Ironically, as hard as government tries to block the leakage, the harder the syndicates perfect their entrenchment strategies. Within the first year in office, the Muhammadu Buhari administration had discovered additional 60,395 “ghost workers”. Adeosun told the Senate Committee on Finance in 2016 that 23,000 of them were discovered through the Bank Verification Number, while the Economic and Financial Crimes Commission stated in April the same year that it uncovered 37,395 of such anomalies.

The minister explained that the scourge prevailed because the IPPIS of the last administration was compromised. Many government establishments were not captured then. This explains why a near-moribund Nigeria Railway Corporation still had 10,000 workers on its payroll as of 2016.

Through the Presidential Initiative on Continuous Audit of the MDAs in collaboration with the EFCC, N208.4 billion was saved in 2016 and 2017, from “ghost workers” syndrome. On the progress PICA has made, its secretary, Mohammed Dikwa, said in April this year that the panel’s focus was not only on personnel leakage, but also on breaches covering overhead costs, capital supplementation, pension and gratuity and statutory transfers. Payroll fraud, Dikwa said, “Involves many people and, most times, they operate in a syndicate. An individual cannot just go and insert somebody’s name on the payroll; it requires the connivance of officers from different places.”

Such a caravan of fraudsters in a government department can easily be burst, if those in the upper echelons of the bureaucracy are not involved. The civil service has to adopt a private sector approach in dealing with wage fraud, where  personnel heads and accounts officers who prepare salary vouchers are held responsible for any foul play. It is by so doing that the right message is passed that there are consequences for bad behaviour. Again, the EFCC probe of the 37,395 cases reported two years ago should be fast-tracked so that those found culpable would face the full weight of the law. The snail’s pace of the bureaucracy which slows the enforcement of punitive sanctions deserves a second look.

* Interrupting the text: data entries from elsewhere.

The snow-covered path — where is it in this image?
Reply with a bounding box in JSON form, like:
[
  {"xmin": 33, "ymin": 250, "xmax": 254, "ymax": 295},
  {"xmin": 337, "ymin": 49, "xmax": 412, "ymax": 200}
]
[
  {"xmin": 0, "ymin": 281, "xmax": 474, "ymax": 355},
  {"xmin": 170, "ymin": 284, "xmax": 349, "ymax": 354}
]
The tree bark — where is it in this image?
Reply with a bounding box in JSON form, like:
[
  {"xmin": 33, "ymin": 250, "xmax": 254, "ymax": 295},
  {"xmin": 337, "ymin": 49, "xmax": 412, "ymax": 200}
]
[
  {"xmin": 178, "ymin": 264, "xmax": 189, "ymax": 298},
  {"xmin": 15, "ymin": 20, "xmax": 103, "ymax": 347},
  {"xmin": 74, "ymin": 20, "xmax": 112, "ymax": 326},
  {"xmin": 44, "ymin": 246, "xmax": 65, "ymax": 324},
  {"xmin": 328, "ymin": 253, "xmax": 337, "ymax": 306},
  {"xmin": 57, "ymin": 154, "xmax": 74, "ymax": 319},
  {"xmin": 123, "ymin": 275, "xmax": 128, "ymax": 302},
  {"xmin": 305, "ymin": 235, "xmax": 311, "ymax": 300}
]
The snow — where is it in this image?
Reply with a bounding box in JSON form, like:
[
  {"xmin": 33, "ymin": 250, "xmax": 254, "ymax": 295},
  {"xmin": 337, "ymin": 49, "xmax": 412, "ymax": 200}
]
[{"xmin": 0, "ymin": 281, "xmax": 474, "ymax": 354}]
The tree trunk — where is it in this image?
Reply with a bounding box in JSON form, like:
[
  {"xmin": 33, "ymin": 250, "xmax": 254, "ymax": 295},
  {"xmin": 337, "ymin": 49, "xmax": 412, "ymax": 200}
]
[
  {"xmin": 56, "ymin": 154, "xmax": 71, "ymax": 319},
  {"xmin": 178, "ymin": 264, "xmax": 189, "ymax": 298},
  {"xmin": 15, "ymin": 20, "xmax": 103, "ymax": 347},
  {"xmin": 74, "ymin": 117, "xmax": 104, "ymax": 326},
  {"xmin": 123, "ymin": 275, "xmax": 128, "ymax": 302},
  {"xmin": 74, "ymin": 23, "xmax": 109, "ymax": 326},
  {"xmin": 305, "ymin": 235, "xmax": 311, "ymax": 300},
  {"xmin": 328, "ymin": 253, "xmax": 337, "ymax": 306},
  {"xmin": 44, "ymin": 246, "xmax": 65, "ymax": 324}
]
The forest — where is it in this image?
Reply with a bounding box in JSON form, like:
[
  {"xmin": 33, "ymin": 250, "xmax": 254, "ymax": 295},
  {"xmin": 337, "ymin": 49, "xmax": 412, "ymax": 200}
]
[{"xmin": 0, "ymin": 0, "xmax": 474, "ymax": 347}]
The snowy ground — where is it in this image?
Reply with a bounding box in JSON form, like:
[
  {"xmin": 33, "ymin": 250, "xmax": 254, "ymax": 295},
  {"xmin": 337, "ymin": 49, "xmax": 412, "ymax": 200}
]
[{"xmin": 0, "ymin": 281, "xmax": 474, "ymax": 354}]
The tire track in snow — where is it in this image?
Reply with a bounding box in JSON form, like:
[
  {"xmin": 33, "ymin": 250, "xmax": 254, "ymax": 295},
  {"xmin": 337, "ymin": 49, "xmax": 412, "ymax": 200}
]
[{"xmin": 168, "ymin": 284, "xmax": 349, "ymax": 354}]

Government should stop treating this matter with kid gloves. Oyo-Ita should ensure that the verification this time is comprehensive and those found wanting are thrown out of service and prosecuted. Lack of this is why the phenomenon has become intractable. Fraudsters or criminals in the garb of civil servants should not be labelled as “ghost workers” and then left alone.

The police force is a serious case. Data from the Accountant-General’s office showed that its much-vaunted workforce of 371,800 is a farce. The IPPIS in February this year revealed 291,685 personnel as its staff strength, requiring N22.3 billion monthly wages, and not N23.4 billion paid prior to the verification. This was not the first; police payroll screening in 2010 exposed 20,000 fake workers and the swindling of N6 billion.

A bureaucracy that is notorious for plundering the treasury cannot be service-delivery oriented. Transparency International, in its 2013 corruption perceptions index, had rated Nigeria’s public officials/civil servants as the third most corrupt, next to police and political parties. Its earlier report on “Bribe Payers Index” was spot-on when it noted, “Corrupt civil servants in the oil-rich Nigeria pocketed some $3.2 billion in bribes in 2010/2012 financial years alone.” Under Buhari, this incredible and disgraceful national narrative should change.